Upon our return home, the twister started again, but with less "junk" in there it wasn't quite as strong as before, but it was still there, impeding on my creative space. The good news is I got enough clarity to see what I needed to do.

With the encouragement of some friends, I decreased the NCW studio hours by 2 hours a day and made a plan to take one day a week off in order to open up some time for me to write. Lastly, I needed to schedule times away from my computer (ideally outside). This is where the fly fishing comes back in. I finally went for the first time where I actually got to fish and I fell in love with it. I can absolutely see this being new favorite down time activity away from my computer. At the end of that day fishing, my mind was effectively cleared, allowing even more creative space to open up.

Because of all that, I have been able to start writing again. The last two mornings I got up around 5:45am to write in my journal. Both days I was able to crank out 8 pages and it felt great. Tomorrow I plan to do the same thing.

Then to top it all off, I am going fishing!

What is the condition of your
internal creative space?



Jenny said...

This is such a great post, Kerrie.

My internal space is thankfully not an F4 but does feel rather stretched in all directions.

It's so important to find an activity that makes us feel calm and centered. Even if it is laundry :-)

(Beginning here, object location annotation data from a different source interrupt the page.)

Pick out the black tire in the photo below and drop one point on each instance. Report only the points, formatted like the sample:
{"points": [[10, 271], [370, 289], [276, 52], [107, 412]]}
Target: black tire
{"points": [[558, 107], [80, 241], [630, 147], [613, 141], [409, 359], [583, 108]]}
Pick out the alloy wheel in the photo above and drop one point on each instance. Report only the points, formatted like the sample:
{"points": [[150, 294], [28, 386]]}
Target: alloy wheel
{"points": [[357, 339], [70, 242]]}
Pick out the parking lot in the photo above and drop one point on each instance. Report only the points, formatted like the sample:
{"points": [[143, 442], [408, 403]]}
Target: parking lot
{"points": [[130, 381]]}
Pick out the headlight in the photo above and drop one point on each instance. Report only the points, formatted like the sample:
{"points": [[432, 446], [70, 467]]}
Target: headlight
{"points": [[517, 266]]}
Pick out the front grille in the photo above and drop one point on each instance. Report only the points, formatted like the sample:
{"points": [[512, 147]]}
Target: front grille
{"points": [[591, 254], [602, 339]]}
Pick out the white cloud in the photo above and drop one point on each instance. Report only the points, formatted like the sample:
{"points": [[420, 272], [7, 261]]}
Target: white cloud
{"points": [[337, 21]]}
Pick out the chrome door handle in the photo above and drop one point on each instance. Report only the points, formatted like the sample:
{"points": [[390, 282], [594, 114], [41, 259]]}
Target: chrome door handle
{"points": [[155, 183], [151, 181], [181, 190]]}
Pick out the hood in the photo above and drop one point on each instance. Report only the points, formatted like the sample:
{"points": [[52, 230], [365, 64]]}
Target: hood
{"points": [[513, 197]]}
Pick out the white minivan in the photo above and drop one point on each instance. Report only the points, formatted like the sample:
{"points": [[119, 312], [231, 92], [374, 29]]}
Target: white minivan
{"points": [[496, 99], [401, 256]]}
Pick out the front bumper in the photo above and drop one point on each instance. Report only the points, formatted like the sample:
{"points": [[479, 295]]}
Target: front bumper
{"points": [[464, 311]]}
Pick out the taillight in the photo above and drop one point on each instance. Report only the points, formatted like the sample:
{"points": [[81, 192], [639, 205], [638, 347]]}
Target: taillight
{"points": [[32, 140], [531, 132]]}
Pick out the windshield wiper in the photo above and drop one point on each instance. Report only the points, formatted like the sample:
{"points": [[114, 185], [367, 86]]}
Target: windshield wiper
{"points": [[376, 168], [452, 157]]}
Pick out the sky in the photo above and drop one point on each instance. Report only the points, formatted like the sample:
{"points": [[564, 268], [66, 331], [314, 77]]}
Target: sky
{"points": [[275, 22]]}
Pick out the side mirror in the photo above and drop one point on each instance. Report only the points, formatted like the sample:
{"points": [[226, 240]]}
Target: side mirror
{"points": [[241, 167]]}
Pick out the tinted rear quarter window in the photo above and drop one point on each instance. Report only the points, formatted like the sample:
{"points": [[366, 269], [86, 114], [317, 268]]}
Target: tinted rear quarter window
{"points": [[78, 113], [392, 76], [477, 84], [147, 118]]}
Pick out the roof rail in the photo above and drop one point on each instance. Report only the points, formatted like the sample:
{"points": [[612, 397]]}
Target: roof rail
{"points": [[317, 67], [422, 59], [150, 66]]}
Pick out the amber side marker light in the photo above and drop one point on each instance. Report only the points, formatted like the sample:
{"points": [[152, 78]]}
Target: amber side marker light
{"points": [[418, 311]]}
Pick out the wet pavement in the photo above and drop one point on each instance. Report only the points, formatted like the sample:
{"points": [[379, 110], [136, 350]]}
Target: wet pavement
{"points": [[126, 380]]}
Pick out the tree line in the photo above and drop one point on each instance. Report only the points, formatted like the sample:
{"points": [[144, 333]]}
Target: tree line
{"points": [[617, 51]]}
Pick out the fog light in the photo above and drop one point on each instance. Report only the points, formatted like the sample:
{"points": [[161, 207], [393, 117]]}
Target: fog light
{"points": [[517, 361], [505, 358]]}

John Paul McKinney said...

Kerrie, I'm really happy you can find time for your own writing because your doing so inspires the rest of us. My own space needs more discipline. The time is there if I would just use it more wisely. Thanks for the post.

Patricia Stoltey said...

Having an F4 experience go on very long is not good for your physical or mental health, that's for sure. I'm glad you've found a way to overcome that turmoil.

Dean K Miller said...

An interesting question posed here. While I've tabled a couple of things in my life, I've also opened up both my creative space and my down time space to include others who show an interest in going there.

So far it's been a positive experience. Although breaking the solitary mode takes a bit to get used to, it also helps me appreciate the times I am able to be alone.

See you on the River!

Kerrie said...

Jenny, it is important to find an activity and believe it or not, hanging laundry outside on a clothesline is a quick fix for me (because I am outside and I love the smell of clean laundry).

JP, I understand. Sometimes having more time is harder.

Pat, No it is not good, so I am working on it.

Dean, I am sure those who you've allowed into your creative and down time space appreciate you allowing them "in" but hopefully you are able to balance that with the quiet time you need. Yep, I will see you on the river.